Frequently Asked Questions

What is the difference between a Roth IRA and a traditional IRA?
With a Roth IRA, you contribute after-tax dollars and pay no tax on qualified withdrawals in retirement, including all investment growth. With a traditional IRA, contributions may be tax-deductible now (reducing your tax bill today), but you pay ordinary income tax on withdrawals in retirement. The right choice depends largely on whether you expect to be in a higher tax bracket now or in retirement. Consult a tax professional for your specific situation.
Can I withdraw Roth IRA contributions early?
Yes, you can withdraw your original contributions (not earnings) from a Roth IRA at any time, at any age, without taxes or penalties. This is one advantage Roth IRAs have over traditional IRAs. However, withdrawing earnings before age 59.5 and before the account has been open for at least 5 years generally triggers income tax plus a 10% penalty on the earnings portion. Verify current rules at IRS.gov or consult a tax professional.
What is the income limit for a Roth IRA in 2025?
For 2025, the ability to contribute to a Roth IRA phases out for single filers with modified adjusted gross income between $150,000 and $165,000, and for married filing jointly between $236,000 and $246,000. Above those limits, direct contributions are not allowed. These ranges adjust annually, so verify the current limits at IRS.gov. If you exceed the limit, a backdoor Roth IRA (consult a tax professional) may be an option.
Can I have both a Roth IRA and a 401(k)?
Yes. You can contribute to a Roth IRA and a workplace 401(k) in the same year, subject to the income and contribution limits for each. Many financial planners recommend contributing enough to your 401(k) to capture any employer match first, then maxing your Roth IRA, then returning to your 401(k) if you have additional savings capacity. The specific order depends on your tax situation.
What is the 5-year rule for Roth IRA withdrawals?
The 5-year rule requires that your Roth IRA has been open for at least 5 years before you can withdraw earnings tax-free and penalty-free. The clock starts January 1 of the tax year for which you made your first contribution. For example, if you open and contribute to a Roth IRA in April 2025 for the 2024 tax year, the 5-year clock starts January 1, 2024. Consult a tax professional to confirm how this applies to your situation.

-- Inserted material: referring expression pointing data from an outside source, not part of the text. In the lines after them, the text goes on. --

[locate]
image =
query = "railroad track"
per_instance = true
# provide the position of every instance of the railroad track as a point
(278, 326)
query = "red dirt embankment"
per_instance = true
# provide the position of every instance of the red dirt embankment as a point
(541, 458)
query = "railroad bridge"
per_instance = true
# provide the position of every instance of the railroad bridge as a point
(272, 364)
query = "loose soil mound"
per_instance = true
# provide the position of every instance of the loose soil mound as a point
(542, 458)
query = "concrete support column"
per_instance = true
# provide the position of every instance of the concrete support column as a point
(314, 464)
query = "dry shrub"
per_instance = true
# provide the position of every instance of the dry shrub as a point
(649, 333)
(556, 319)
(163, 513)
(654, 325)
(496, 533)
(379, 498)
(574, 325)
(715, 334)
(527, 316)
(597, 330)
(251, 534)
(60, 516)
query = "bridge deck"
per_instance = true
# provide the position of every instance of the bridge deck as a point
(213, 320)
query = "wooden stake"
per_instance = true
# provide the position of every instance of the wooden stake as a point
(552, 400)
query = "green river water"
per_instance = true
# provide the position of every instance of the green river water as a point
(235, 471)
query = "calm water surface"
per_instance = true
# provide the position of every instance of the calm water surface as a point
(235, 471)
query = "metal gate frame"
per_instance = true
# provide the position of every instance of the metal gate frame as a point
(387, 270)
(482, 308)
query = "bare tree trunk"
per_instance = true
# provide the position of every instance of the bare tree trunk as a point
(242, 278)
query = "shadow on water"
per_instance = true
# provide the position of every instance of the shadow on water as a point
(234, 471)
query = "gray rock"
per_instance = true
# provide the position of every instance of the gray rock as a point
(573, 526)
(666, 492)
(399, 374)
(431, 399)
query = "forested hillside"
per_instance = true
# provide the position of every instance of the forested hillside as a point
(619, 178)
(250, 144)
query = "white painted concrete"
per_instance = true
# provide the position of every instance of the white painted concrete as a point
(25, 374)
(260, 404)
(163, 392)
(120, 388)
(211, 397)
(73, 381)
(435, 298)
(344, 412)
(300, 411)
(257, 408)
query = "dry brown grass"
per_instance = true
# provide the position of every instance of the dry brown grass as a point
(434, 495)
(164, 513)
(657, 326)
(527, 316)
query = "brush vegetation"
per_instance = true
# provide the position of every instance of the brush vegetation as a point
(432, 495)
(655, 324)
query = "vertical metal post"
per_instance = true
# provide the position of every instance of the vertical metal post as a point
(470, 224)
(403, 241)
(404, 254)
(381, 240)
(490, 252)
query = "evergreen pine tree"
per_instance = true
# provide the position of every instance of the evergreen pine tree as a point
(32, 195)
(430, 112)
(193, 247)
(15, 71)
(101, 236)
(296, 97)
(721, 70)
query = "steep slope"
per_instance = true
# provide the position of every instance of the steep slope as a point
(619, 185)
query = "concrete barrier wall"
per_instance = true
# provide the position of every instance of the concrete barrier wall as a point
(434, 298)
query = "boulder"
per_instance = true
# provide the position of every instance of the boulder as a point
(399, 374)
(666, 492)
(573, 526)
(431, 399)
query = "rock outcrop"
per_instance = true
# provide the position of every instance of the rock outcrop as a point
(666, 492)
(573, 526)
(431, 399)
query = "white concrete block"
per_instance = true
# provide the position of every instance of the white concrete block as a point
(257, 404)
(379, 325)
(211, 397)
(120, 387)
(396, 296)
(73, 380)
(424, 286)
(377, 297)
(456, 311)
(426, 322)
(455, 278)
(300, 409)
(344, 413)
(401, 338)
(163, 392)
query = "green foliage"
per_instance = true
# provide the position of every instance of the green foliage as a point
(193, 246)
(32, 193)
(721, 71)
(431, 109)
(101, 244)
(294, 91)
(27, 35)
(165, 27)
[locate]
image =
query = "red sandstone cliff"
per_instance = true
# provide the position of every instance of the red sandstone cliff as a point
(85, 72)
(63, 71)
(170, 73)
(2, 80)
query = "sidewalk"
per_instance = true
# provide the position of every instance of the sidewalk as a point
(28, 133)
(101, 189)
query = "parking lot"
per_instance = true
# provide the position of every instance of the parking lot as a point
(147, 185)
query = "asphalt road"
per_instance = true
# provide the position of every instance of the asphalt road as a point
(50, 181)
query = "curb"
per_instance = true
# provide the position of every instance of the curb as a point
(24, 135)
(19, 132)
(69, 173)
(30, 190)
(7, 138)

What happens to a Roth IRA when I die?
A Roth IRA passes to your named beneficiaries. Spouse beneficiaries can treat the account as their own Roth IRA with no required minimum distributions. Non-spouse beneficiaries must generally empty the account within 10 years under current law (the SECURE Act rules), though they can still benefit from tax-free growth during that period. Estate planning rules are complex and change over time, so consult an estate attorney or tax professional.